Learnitweb

Build Array from Permutation

1. Problem Summary

You are given an integer array nums where:

  • It is a zero-based permutation
  • Meaning, it contains all integers from 0 to nums.length - 1 exactly once

Your task is to construct a new array ans such that:

ans[i] = nums[nums[i]]

Then return ans.

Example:

Input:  nums = [0,2,1,5,3,4]
Output: [0,1,2,4,5,3]
Because:
ans[0] = nums[nums[0]] = nums[0] = 0
ans[1] = nums[nums[2]] = nums[2] = 1
...

2. Key Insights

Insight 1: Direct indexing solves it

Since nums is a permutation, every index lookup is valid.

Insight 2: No need for additional logic

No sorting, mapping, or validation needed.

Insight 3: Can be done in two ways

  1. Using extra array (simple and safe)
  2. In-place encoding using math trick (space optimized)

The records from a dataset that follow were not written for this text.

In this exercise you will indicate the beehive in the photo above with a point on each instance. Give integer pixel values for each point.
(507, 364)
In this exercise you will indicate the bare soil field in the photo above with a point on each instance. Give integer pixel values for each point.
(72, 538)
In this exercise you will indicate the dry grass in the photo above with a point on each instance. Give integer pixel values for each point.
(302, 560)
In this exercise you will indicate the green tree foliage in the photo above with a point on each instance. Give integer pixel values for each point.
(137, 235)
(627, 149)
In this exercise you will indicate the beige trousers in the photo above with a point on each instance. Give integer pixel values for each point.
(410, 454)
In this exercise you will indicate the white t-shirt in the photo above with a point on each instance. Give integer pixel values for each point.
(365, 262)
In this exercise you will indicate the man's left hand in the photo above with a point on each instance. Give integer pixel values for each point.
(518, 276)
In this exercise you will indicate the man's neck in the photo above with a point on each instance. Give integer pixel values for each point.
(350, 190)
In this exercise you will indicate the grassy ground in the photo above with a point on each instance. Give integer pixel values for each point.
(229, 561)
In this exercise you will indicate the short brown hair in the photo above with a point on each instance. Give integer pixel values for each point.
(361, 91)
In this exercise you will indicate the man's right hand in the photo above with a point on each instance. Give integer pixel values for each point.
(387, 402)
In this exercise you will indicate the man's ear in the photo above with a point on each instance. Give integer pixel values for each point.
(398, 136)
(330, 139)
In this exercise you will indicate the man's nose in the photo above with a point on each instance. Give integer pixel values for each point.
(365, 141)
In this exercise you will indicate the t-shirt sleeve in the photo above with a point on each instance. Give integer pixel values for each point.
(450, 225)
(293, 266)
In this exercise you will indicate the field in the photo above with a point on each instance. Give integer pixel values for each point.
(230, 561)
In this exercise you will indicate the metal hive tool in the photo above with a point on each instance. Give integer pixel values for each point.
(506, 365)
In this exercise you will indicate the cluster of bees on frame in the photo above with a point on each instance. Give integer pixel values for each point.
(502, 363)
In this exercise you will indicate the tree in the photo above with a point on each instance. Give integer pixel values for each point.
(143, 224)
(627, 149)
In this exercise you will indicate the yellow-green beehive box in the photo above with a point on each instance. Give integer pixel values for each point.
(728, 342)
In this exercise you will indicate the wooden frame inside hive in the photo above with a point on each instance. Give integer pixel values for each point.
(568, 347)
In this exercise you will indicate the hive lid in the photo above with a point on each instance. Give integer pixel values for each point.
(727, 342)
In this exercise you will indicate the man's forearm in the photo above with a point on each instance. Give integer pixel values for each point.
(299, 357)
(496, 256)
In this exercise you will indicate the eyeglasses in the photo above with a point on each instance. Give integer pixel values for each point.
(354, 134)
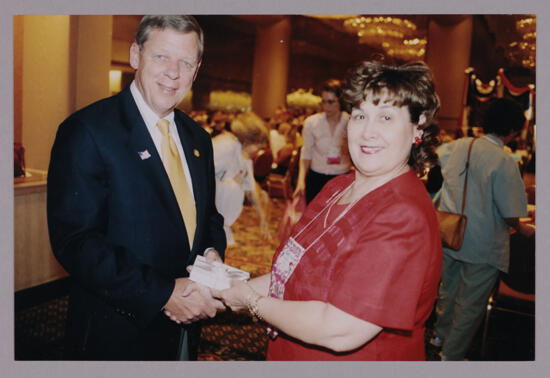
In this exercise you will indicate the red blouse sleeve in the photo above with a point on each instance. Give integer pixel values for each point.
(380, 278)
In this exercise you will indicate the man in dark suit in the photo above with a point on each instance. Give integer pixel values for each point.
(131, 203)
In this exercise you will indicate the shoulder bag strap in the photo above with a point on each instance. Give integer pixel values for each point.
(466, 178)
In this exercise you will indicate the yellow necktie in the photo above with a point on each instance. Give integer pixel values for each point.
(174, 169)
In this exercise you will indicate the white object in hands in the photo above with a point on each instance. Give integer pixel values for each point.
(216, 275)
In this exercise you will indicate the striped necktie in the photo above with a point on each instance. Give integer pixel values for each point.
(174, 169)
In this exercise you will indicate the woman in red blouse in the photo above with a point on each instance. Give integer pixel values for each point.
(358, 277)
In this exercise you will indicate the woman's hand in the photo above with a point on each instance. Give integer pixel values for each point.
(237, 296)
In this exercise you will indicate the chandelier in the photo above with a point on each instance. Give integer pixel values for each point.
(524, 52)
(393, 34)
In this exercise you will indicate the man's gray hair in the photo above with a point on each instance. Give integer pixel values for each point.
(182, 23)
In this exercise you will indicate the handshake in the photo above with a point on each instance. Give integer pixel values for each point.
(192, 298)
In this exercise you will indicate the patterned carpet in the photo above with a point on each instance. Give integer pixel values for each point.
(235, 336)
(40, 314)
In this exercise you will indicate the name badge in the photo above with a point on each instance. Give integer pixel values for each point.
(284, 266)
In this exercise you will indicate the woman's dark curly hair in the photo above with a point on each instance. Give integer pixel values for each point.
(409, 85)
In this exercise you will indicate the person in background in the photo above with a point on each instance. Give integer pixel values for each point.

Insight 4: In-place trick relies on value range

Because values are within range [0, n-1], we can encode two values into one integer:

nums[i] = nums[i] + n * (nums[nums[i]] % n)

Then decode later.

Insight 5: For most use-cases, extra-array solution preferred

Readable, clean, fast enough.

3. Approach

Method A: Build result using new array

Steps:

  1. Create array ans with size equal to nums.length
  2. Loop through each index i
  3. Set: ans[i] = nums[nums[i]]
  4. Return ans

4. Time and Space Complexity

Time Complexity:

O(N)

Single loop through array.

Space Complexity:

O(N)

Because we allocate result array.

5. Java Solution (Simple and Recommended)

class Solution {
    public int[] buildArray(int[] nums) {
        int n = nums.length;
        int[] ans = new int[n];

        for (int i = 0; i < n; i++) {
            ans[i] = nums[nums[i]];
        }

        return ans;
    }
}

6. In-Place Java Solution (Space O(1))

class Solution {
    public int[] buildArray(int[] nums) {
        int n = nums.length;

        for (int i = 0; i < n; i++) {
            nums[i] = nums[i] + n * (nums[nums[i]] % n);
        }

        for (int i = 0; i < n; i++) {
            nums[i] = nums[i] / n;
        }

        return nums;
    }
}

7. Dry Run Examples

Example 1

Input:

[0,2,1,5,3,4]

Computation:

ans[0] = nums[0] = 0
ans[1] = nums[2] = 1
ans[2] = nums[1] = 2
ans[3] = nums[5] = 4
ans[4] = nums[3] = 5
ans[5] = nums[4] = 3

Output:

[0,1,2,4,5,3]

Example 2

Input:

[5,0,1,2,3,4]

Output:

[4,5,0,1,2,3]

Example 3

Input:

[1,0]

Output:

[0,1]

Example 4

Input:

[2,1,0]

Output:

[0,1,2]

Example 5

Input:

[3,4,2,0,1]

Output:

[0,1,2,3,4]

8. Why This Solution Works

  • Permutation guarantees valid nested indexing
  • No duplicates ensure deterministic output
  • Index substitution matches problem definition exactly
  • In-place variation mathematically encodes and extracts values safely

9. Common Mistakes

  1. Assuming nums contains arbitrary numbers (it does not)
  2. Trying to sort before processing
  3. Using temporary values without modulo encoding (breaks correctness)
  4. Confusing nums[i] with index instead of indirect lookup
  5. Forgetting zero-based assumption